Capital and Supercapital changes
At the moment, a lot of people feel supercapital umbrellas are one of the things causing the most stagnation. In 2019, Beat Around The Boosh touched the Bosonic Field Generator module a little, and now it doesn’t annihilate Interceptors and Assault Frigates in a single cycle. We asked Masterplan whether any other modules feel particularly oppressive, and if there was anything in that vein that he would like to tackle.
“Probably fighters, I guess. Not strictly a module, but close enough,” was his immediate response. “I would say that because they apply at many different scales and they don’t necessarily scale well, I think they would be a good place to start on one of the next rounds of changes. What else would there be? Just looking over some of our scratches… Maybe the HAW Guns, as well.”
HAW guns, or High-Angle Weaponry, have already seen one balance pass in the last year, with damage bonuses moving from the guns themselves to dreadnought-based Siege modules. “The idea was,” according to Masterplan, “set them under siege to be where they were, and then out of siege to reduce their power a little.”
This had the side-effect of reducing Titan power slightly. Whether Titans and HAWs need further rebalance is something Masterplan indicated could be looked at in the future. He added, though, that “Features tend to creep upwards, and in this case, upwards always leads to a Titan, right?”
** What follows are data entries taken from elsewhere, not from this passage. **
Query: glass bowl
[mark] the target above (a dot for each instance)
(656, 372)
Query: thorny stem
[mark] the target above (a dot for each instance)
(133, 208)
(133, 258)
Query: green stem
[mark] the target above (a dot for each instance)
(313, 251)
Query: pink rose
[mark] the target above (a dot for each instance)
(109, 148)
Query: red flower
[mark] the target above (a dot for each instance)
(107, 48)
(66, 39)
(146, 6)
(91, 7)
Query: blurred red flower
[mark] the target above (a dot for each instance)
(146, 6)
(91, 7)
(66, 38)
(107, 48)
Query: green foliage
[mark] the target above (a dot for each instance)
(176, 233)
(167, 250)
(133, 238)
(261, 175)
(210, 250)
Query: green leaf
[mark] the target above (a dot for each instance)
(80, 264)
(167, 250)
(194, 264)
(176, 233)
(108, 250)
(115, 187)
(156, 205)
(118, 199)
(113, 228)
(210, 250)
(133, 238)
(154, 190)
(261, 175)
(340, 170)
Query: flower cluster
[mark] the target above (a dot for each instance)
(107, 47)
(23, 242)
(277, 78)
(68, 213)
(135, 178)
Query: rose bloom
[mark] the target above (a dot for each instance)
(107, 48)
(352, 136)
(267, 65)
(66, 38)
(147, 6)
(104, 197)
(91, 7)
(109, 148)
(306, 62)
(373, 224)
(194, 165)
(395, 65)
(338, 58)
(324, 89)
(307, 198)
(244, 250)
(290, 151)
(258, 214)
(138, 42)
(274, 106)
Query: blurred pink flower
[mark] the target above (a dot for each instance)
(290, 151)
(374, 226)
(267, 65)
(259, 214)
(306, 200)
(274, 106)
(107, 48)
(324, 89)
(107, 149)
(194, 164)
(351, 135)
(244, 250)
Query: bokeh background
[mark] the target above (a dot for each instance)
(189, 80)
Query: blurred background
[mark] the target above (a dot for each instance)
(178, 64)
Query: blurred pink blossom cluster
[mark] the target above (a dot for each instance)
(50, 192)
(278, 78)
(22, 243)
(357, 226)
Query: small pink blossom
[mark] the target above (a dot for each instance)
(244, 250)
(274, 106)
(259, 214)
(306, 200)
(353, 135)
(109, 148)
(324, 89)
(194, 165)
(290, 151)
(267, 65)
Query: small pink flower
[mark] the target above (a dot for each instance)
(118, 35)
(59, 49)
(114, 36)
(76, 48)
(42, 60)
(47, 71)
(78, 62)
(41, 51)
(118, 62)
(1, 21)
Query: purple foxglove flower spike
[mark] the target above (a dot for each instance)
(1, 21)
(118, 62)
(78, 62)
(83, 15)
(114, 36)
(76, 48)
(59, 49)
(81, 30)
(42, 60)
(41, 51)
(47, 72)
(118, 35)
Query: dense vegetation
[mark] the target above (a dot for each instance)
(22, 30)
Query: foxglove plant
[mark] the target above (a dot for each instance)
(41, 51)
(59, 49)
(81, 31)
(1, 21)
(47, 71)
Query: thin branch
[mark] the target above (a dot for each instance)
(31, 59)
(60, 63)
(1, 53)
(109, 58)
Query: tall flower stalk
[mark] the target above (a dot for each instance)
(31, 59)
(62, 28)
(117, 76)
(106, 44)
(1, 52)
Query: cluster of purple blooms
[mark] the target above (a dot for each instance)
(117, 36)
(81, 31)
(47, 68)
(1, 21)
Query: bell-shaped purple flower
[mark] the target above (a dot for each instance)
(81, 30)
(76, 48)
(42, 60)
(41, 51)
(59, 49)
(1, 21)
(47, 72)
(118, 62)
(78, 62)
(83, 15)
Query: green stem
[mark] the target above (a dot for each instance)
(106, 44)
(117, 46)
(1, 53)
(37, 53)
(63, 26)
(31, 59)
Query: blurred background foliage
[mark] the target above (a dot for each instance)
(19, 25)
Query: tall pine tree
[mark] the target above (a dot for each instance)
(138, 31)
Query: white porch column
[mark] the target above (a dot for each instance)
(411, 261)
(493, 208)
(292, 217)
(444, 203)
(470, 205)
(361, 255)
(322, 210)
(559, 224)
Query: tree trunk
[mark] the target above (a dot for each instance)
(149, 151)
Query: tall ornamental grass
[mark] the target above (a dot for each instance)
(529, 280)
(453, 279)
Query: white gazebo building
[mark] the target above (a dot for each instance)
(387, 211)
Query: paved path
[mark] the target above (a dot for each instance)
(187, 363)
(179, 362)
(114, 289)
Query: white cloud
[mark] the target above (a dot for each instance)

However, rebalancing Titans will almost certainly have to come with a Supercarrier pass, as well. “I think probably support [fighters] is the bigger imbalance that probably wants looking at, given that—especially on supers—your fighters can be your support as well as everything else all in one. Rather than relying on giving different people different roles, you can be all of the roles at once, and I think that’s where a lot of issues come from. Whether we lower the number of tubes, or we take out the support tubes altogether, or just nerf the fighters, I don’t know, but I think that’s probably going to be where I would say the biggest bang for the buck would be to begin with.”
Closing Thoughts
Part of what makes EVE Online special is the nature of EVE Online. Like anything else that endures for decades, it doesn’t stay the same. It can’t. But there’s always a sense of continuity, and CCP Masterplan illustrates that change-but-continuity well. Team Talos is named for a figure from Greek Mythology, a great bronze automaton made to patrol the island of Crete. Similarly, Talos will be patrolling EVE Online, alert to problems and worries, and addressing them as effectively as possible.
In the past, that role was often filled by Team Five-0, so perhaps it’s fitting that Masterplan— one of the few constants on that team—is on Talos now. When we asked him about the closure of Team Five-0 following his departure, he said that it happened, “not because it was my team, but because… What’s it called, the Ship of Theseus, where it was a ship, but every bit of wood on the ship had been swapped out, and ultimately, is it the same ship or not? The joke was that I was the last bit of continuity, and so when Talos came up as an idea, and I said I’d be interested in joining it, I jokingly said that if I leave the team, you know you’re gonna have disband the team, right? And then a bit later on, it turned out that we were actually going to disband the team and reform all of the teams, so I kind of felt a little bit guilty about that. That was kind of sad to split the team up, but again, in another way, it was healthy to keep things from becoming too stagnant.”
Keeping things from becoming too stagnant. Sounds like a theme around EVE these days.